The theologian Stanley Hauerwas once wrote about Augustine and the problem of evil. Hauerwas wrote that, in his Confessions:

Augustine finally came to understand, paradoxical though it may sound, that evil does not exist because “existence” names all that is created and everything created is good. He observes that there are separate parts of God’s creation, which we think of as evil because they are at variance with other things.

The idea is that evil is not a force in and of itself, but a side effect of disconnection, of things being put together in a way that doesn’t fit. Evil isn’t some thing that opposes another thing: the good. Evil is when good things are rubbed up against one another in such a way that they produce nothing. Evil is reduction for the sake of reduction, nothing for the sake of nothing. It is thus hard to get your arms around evil, to understand it or even to see it for what it is.

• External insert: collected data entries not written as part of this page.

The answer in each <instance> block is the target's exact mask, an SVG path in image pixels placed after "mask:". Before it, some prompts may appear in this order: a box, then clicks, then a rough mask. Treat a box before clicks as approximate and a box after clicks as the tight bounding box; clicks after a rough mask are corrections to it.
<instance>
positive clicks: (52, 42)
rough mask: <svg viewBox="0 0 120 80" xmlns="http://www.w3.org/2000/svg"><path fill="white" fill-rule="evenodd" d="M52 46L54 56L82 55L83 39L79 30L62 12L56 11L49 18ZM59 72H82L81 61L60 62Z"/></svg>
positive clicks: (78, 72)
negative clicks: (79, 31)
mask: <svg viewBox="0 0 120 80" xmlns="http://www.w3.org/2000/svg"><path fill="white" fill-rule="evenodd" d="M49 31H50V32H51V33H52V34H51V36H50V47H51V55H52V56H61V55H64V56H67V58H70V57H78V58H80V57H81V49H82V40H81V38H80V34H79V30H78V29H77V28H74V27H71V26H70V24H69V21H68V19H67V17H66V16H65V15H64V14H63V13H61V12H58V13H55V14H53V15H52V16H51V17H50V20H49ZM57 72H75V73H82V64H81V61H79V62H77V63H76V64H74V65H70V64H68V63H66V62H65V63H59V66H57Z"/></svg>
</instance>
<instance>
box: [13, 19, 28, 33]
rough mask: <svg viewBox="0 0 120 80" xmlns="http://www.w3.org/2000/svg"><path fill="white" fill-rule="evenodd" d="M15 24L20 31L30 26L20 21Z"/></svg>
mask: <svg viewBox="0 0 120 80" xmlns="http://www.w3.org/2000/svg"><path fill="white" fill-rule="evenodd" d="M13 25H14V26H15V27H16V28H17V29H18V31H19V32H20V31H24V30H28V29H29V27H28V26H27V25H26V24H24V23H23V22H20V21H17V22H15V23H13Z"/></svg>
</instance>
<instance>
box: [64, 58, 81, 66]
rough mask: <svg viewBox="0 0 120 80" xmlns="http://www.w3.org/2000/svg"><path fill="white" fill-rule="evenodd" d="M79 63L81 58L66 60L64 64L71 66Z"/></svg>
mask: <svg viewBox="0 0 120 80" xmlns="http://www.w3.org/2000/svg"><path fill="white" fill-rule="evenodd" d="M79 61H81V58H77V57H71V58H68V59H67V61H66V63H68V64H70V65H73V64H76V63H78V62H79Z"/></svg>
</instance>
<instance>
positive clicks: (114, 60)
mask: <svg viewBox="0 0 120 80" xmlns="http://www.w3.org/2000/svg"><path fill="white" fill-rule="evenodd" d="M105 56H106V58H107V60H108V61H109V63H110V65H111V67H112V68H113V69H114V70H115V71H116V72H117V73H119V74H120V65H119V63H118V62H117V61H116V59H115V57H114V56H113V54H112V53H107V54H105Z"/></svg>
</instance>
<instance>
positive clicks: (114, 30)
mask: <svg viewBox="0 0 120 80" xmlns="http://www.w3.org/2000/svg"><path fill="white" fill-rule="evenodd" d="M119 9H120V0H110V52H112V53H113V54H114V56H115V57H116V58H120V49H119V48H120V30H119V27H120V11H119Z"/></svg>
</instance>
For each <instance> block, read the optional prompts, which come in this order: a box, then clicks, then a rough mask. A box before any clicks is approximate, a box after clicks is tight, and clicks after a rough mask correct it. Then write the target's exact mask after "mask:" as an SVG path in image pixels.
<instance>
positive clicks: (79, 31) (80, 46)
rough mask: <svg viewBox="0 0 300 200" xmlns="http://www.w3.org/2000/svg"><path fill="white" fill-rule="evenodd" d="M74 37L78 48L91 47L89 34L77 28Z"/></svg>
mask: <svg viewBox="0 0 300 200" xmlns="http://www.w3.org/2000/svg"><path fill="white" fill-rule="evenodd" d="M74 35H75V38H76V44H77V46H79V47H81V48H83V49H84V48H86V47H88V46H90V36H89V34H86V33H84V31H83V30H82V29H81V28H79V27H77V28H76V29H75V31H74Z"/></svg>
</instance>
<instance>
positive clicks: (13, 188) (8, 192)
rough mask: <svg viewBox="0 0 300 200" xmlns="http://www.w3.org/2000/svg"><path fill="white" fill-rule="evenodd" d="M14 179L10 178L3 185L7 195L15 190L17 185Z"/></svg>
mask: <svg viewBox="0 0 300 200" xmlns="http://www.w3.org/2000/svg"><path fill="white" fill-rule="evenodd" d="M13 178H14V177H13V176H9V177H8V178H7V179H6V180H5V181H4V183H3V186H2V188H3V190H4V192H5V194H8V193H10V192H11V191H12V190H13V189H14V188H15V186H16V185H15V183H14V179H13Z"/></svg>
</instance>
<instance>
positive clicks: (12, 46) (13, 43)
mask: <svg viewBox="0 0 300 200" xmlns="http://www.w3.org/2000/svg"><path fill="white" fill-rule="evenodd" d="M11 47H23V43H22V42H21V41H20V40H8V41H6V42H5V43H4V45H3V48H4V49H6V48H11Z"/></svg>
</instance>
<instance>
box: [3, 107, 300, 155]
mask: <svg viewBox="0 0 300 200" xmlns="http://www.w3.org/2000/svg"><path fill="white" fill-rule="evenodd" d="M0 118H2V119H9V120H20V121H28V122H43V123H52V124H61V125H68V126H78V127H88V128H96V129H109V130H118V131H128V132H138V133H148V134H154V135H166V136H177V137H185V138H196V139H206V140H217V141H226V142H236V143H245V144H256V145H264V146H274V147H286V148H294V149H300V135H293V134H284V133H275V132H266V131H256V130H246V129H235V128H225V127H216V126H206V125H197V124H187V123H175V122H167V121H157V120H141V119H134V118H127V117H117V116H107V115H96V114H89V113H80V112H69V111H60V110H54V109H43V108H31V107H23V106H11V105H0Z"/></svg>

A Scandal Without An Off-Ramp

Jeffrey Toobin suspects Bridgegate “will take longer than anyone expects to resolve”:

Ultimately, [U.S. attorney Paul] Fishman will probably give immunity to Kelly and Stepien, meaning that they will testify before a grand jury. At that point, they will be called before the legislative committee, because they won’t be able to take the Fifth anymore. By then, it will probably be summer at the earliest. If there are indictments, they probably will not be issued until fall—and trials, if any, would be held in 2015.

In short (or rather, long), Chris Christie can look forward to many months of investigations. News leaks will abound. Like most U.S. Attorney operations, Fishman’s investigation has been largely invisible to the public, but the legislators, especially the Democrats, live to embarrass the governor. And this is really the best-case scenario for Christie, one in which the investigators do not find anything that would seriously implicate him. Events are now firmly out of his control. All Christie wants to do is put this whole matter behind him. It will be increasingly apparent that he has a long road ahead of him.

Beutler bets that it will only get worse for Christie:

[T]he slowly effluviating nature of the scandal suggests that more and more stink will accrete around him over the coming weeks in the form of more bad actors for him to alienate. And he’s alienating former allies at such a rapid pace that he could easily end up having several more strange stories to tell about why all the people in his inner circle were obvious liabilities from the start.